新しい命に名前を【八〇〇文字の短編小説 #26】
東京駅のホームで、呼人は不安を感じていた。これからしばらく、一人の生活を送る。だが、心のざわつきの種は孤独になることではなかった。
新幹線のガラス越しに東子と向き合う。自分の席を見つけ、水色のコートを脱いだばかりの東子の小さなあごがオレンジ色のタートルネックに埋もれている。呼人が声を出さずに「体を冷やさないように」と口を動かすと、東子は照れくさそうにうなずいた。
あと数分で新幹線が出発する。西へ二時間足らず、東子は故郷に帰る。やわらかく膨らんだ腹部には命が宿っている。里帰り出産を選んだのは東子自身だ。妊娠がわかってほどなく、「今度はちゃんと産みたいから」と言ってきた。
新幹線の改札を抜けたところにある待合室で隣り合わせに座った二人はあまりしゃべらなかった。結婚して五年目を迎えたばかりの夫婦は、同じ理由で臆病になっていた。
二年前の春、呼人は仕事中に電話でその事実を告げられ、人目もはばからずに泣いてしまった。悪い予感はあった。産婦人科から帰ってきた東子がある晩、「エコー写真を見て、お医者さんが、赤ちゃんが大きくなっていないって」と心配そうに言ってきた。

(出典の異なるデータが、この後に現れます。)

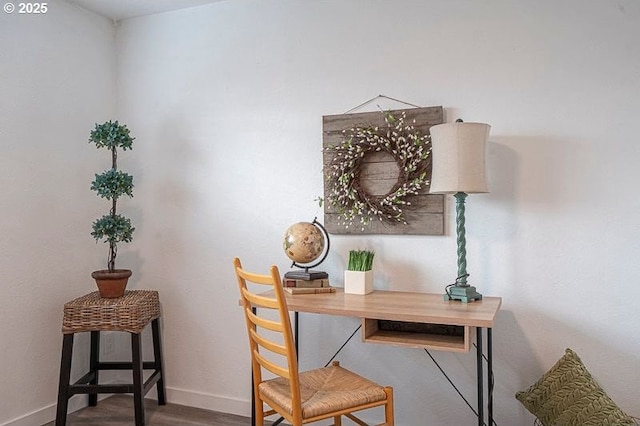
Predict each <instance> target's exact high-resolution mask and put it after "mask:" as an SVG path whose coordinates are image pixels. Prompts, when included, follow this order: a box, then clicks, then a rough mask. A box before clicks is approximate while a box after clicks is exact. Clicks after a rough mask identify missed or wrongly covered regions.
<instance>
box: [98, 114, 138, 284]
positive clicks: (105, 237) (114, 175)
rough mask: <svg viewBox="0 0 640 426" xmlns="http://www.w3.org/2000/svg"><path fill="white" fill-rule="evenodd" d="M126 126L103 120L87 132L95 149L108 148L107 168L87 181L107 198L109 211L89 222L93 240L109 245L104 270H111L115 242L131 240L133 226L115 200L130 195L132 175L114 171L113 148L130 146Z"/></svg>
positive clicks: (129, 242) (115, 166) (102, 194)
mask: <svg viewBox="0 0 640 426" xmlns="http://www.w3.org/2000/svg"><path fill="white" fill-rule="evenodd" d="M134 139H135V138H133V137H131V135H130V133H129V129H128V128H127V126H126V125H124V124H119V123H118V122H117V121H107V122H106V123H103V124H96V127H95V129H94V130H92V131H91V135H90V137H89V143H95V144H96V148H107V149H109V150H110V151H111V169H109V170H106V171H104V172H102V173H101V174H96V177H95V179H94V181H93V182H92V183H91V190H93V191H96V193H97V194H98V195H99V196H100V197H101V198H106V199H107V200H110V201H111V210H110V211H109V214H106V215H104V216H102V217H101V218H99V219H97V220H96V221H95V222H93V231H92V232H91V235H92V236H93V238H95V240H96V242H97V241H100V240H105V243H108V244H109V257H108V261H107V270H108V271H109V272H114V271H115V270H116V269H115V262H116V256H117V254H118V243H121V242H124V243H130V242H131V241H132V240H133V231H135V228H134V227H133V226H132V225H131V220H130V219H129V218H126V217H124V216H122V215H121V214H118V211H117V206H118V199H119V198H120V197H121V196H123V195H126V196H129V197H133V176H131V175H129V174H128V173H125V172H123V171H121V170H118V162H117V159H118V153H117V149H118V148H121V149H122V150H123V151H126V150H127V149H132V145H133V140H134Z"/></svg>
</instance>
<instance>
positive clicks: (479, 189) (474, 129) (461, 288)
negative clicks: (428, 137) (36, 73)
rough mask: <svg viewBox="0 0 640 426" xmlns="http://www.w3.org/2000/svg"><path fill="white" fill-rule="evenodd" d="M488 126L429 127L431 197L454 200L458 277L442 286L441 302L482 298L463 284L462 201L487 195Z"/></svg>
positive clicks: (465, 254)
mask: <svg viewBox="0 0 640 426" xmlns="http://www.w3.org/2000/svg"><path fill="white" fill-rule="evenodd" d="M490 129H491V126H489V125H488V124H484V123H464V122H462V120H458V121H456V122H455V123H445V124H438V125H436V126H432V127H431V129H430V132H431V147H432V155H433V157H432V158H433V160H432V161H433V167H432V174H431V187H430V190H429V192H431V193H433V194H453V196H454V197H455V199H456V233H457V237H458V276H457V278H456V281H455V283H454V284H451V285H449V286H447V287H446V294H445V295H444V298H445V300H460V301H462V302H464V303H467V302H473V301H474V300H481V299H482V295H481V294H480V293H478V292H477V291H476V288H475V287H474V286H471V285H469V284H468V283H467V277H468V276H469V274H468V273H467V251H466V247H465V245H466V239H465V229H464V209H465V207H464V202H465V198H467V194H472V193H483V192H489V190H488V189H487V180H486V177H485V171H484V169H485V167H484V165H485V146H486V142H487V139H488V137H489V130H490Z"/></svg>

男の子だったらどんな名前にしよう、女の子だったらこんな名前がいいな、と話していた二人は最悪の事態に出合った。午前休をとって産婦人科に行っていた東子は携帯電話越しに「やっぱり自然流産だって」と静かに告げてきた。「一泊の入院で手術をすることになったわ」と続ける声を聞きながら、呼人は声をあげて泣いた。
ガラス越しに東子を見守る呼人の頭には、ずっとある存在が居座っている。手術後、診察室に一人呼ばれた呼人は、医者から「一応報告します」と小さな瓶を見せられた。生まれてきてほしかった命の慎ましいかたまりを、呼人は忘れるべきではないと思った。
発車ベルが鳴り、新幹線が出発する。東子を見送る呼人は、今度こそ新しい命に名前をつけられますように、と強く願った。